The diagnosis of bronchiectasis is usually based on a combination of the following findings:

  • bronchial dilatation (signet-ring sign)
  • bronchial wall thickening
  • lack of normal tapering with visibility of airways in the peripheral lung
  • mucus retention in the broncial lumen
  • associated atelectasis and sometimes air trapping
A signet-ring sign represents an axial cut of a dilated bronchus (ring) with its accompanying small artery (signet).
The most common cause of bronchiectasis is prior infection, usually viral, at an early age.
It also occurs in patients with chronic bronchitis, COPD and cystic fibrosis.
Bronchiectasis may mimic cystic lung disease and bullous emphysema.
Bronchiectasis caused by primary airway disease should be differentiated from tracion bronchiectasis as a result of fibrosis.
Here we see a chest film with a typical finger-in-glove shadow.
The HRCT shows focal bronchiectasis with extensive mucoid impaction, which is in the appropriate clinical setting (asthma and serum eosinophilia) typical for Allergic bronchopulmonary aspergillosis (ABPA).

Allergic bronchopulmonary aspergillosis is a lung disease occurring in patients with asthma or cystic fibrosis, triggered by a hypersensitivity reaction to the presence of Aspergillus fumigatus in the airways.
It characteristically presents with the findings of central bronchiectasis, mucoid impaction and atelectasis.

Honeycombing

Honeycombing is defined by the presence of small cystic spaces with irregularly thickened walls composed of fibrous tissue.
Honeycomb cysts often predominate in the peripheral and subpleural lung regions regardless of their cause.
Subpleural honeycomb cysts typically occur in several contiguous layers.
This finding can allow honeycombing to be distinguished from paraseptal emphysema in which subpleural cysts usually occur in a single layer.


The case above shows subpleural honeycomb cysts in several contiguous layers.
There is also a lower lobe predominance and widespread traction bronchiectasis.
These findings are typical for Usual Interstitial Pneumonia (UIP).

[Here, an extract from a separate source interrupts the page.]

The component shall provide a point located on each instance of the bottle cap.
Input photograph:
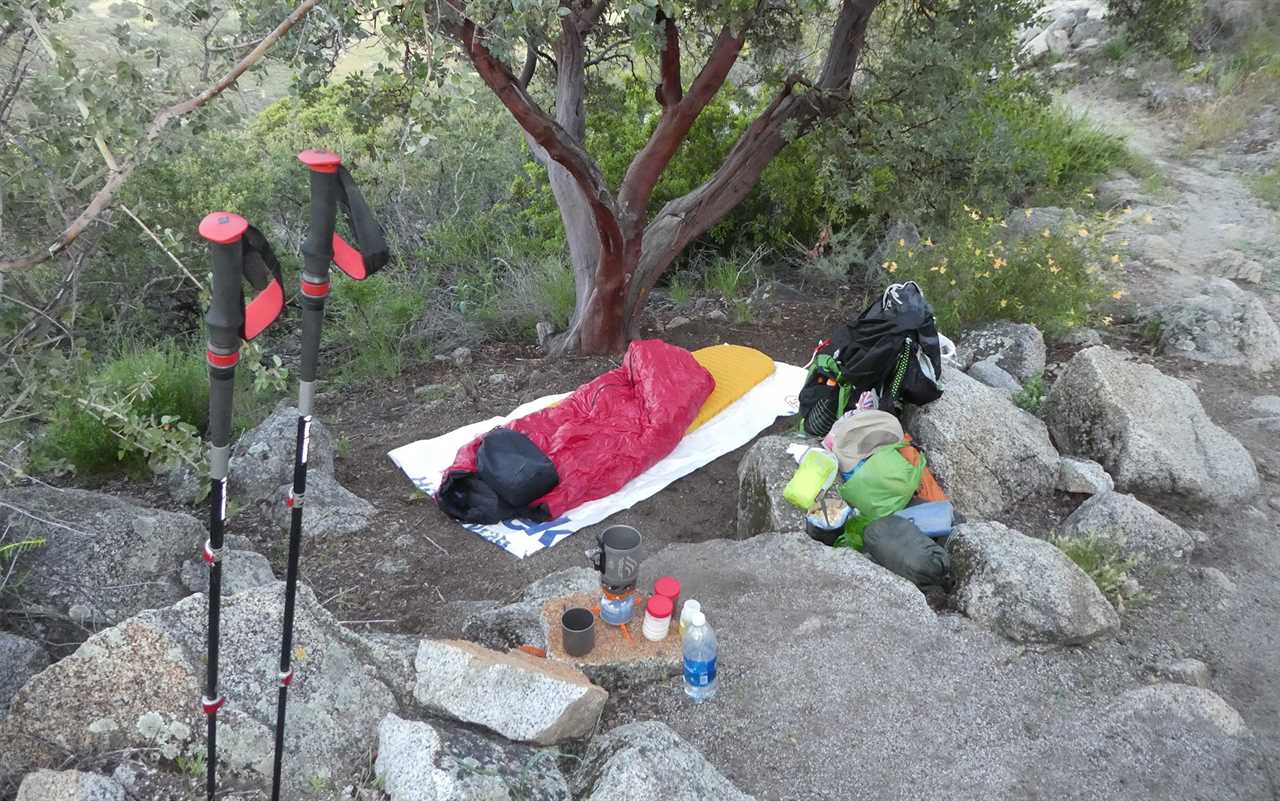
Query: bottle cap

UIP or 'end-stage lung' is a pathology diagnosis and usually shown at lungbiopsy, when honeycombing is visible.
Idiopathic pulmonary fibrosis (IPF), accounts for more than 60% of the cases of UIP.
UIP with lung fibrosis is also a common pattern of auto-immune disease and drug-related lung injury. 
A long list of drugs have been implicated, but this pattern is most commonly the result of cytotoxic chemotherapeutic agents such as bleomycin, busulfan, vincristine, methotrexate, adriamycin, and carmustine (BCNU)


Yet another case of UIP.

The lower zone predominance is demonstrated when you scroll through the images.
Notice the ground glass opacity in the left lower lobe as a result of fibrous tissue replacing the air in the alveoli.